Recently, Morkin and Patterson proposed a new IOL insertion method, using injector systems, allowing a 2.75 mm corneal incision using an hydrophilic acrylic IOL (Akreos A065, Bausch & Lomb, Inc.) prethreaded with sutures and mounted in a cartridge (Monarch III system, Alcon). The authors reported that the benefits of inserting the IOL with an injector system and through a smaller wound include less surgically induced astigmatism and faster rehabilitation time, with a presumed low incidence of hypotony and other complications.27

Here, we describe a modified technique that uses the MX60 IOL and an injector system with many advantages. This foldable IOL allows implantation through a 1.80 mm corneal incision and shows a greater stability because of 4 support points: 2 sutures fixed to the eyelets and 2 haptics placed in the ciliary sulcus.22 This is also supported by our results in that no IOL decentration or dislocation was observed. In addition, no intraoperative or postoperative complications were reported. To our knowledge, this is the first report to describe a scleral fixation technique using a corneal incision inferior to 2.0 mm. This technique does not represent a complex procedure and can be easily and quickly learnt by ophthalmic surgeons.

We used a polypropylene suture, which is the most commonly used suture material for scleral-fixated IOL techniques. However, concerns regarding suture breaking and degradation have been raised in the past. In a recent article, Kokame et al. showed that scleral fixation with a 10-0 polypropylene suture provides an excellent long-term fixation of PC IOLs. IOLs remained well stabilized and positioned at the last follow-up in 116 (98.3%) of 118 eyes with a mean follow-up of 6 years. The maximum stable follow-up with 2 intact fixation sutures was 24.75 years.28 The Gore-Tex suture could become a valuable alternative to the polypropylene suture. However, at the moment, the largest case series describing the use of the Gore-Tex suture for scleral fixation has a relatively short follow-up (325 days). Moreover, the authors themselves underline that the use of the Gore-Tex suture in the eye is currently off-label.29

This study has some limitations, including a small sample size and a relatively short postoperative follow-up period. Important complications, such as suture erosion, IOL dislocation, and tilting, might be observed in a longer follow-up period.

Scleral fixation of the MX60 IOL through a 1.80 mm corneal incision might be an effective and safe surgical technique that provides excellent stability of the IOL, although the follow-up of this study is relatively short (6 months).

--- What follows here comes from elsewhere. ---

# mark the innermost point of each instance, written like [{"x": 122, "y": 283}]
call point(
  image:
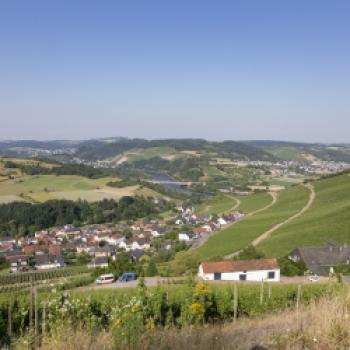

Compared with other scleral fixation techniques, it allows IOL implantation through the smallest corneal incision reported in the literature, to our knowledge. Studies with a larger sample and a longer follow-up period are needed to determine the safety and long-term efficacy of the surgical technique described in this article.


  • Scleral fixation is a widely used technique for intraocular lens (IOL) implantation. The use of foldable IOLs eliminates the need for large incisions, thus reducing the incidence of postoperative astigmatism and facilitating a faster healing.


  • To our knowledge, this is the first report to describe a scleral fixation technique using a corneal incision inferior to 2.0 mm.
  • Because many complications of scleral fixation are related to a large incision, this technique might provide better outcomes.